Gli ospiti d’onore sono stati: Marco Innocenti, tiratore specializzato in double trap, Giovanni Pellielo, tiratore specializzato in trap, Jessica Rossi, tiratrice specializzata in fossa olimpica, e l’inviato di striscia la notizia Valerio Staffelli, che pratica questa disciplina da amatore. Per motivi di salute non è potuto esserci il tiratore toscano Gabriele Rossetti, specializzato in skeet. Dopo i saluti del rettore Vilberto Stocchi, che ha voluto ricordare le vittorie del campione di Urbino Alberto Carneroli, è stato il momento di Valerio Staffelli, che non ha perso l’occasione per lanciare una frecciatina all’assessore Sgarbi: “potremmo fare il lancio dello Sgarbi come sport, lo lanciamo in aria e gli spariamo, dopotutto è il politico più assenteista d’Italia, quindi a cosa serve?”.

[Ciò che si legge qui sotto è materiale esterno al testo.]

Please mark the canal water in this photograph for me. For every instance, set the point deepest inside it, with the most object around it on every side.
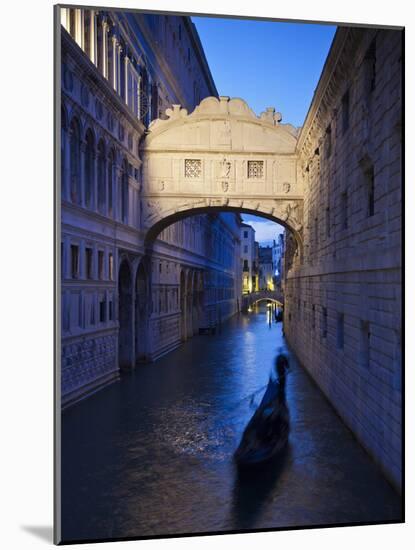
(152, 454)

Dopo le battute dell’inviato di striscia, è stato il momento delle domande del pubblico per i tre campioni, e Il piemontese Giovanni Pellielo, raccontando le sue esperienze, ha spiegato: “esistono due tipi di atleti nel mondo dello sport, il primo è spinto da un desiderio di gloria, e quando lo raggiunge perde la grinta, mentre il secondo invece, nel quale io mi riconosco, ha un fuoco dentro costante che lo spinge a mettersi sempre in gioco, ed è per questo che alla mia età ancora non riesco a smettere di fare gare”. Gli atleti e Staffelli durante la conferenza, hanno più volte invitato gli studenti a provare questa disciplina, con la promessa che sarà per loro un’esperienza indimenticabile.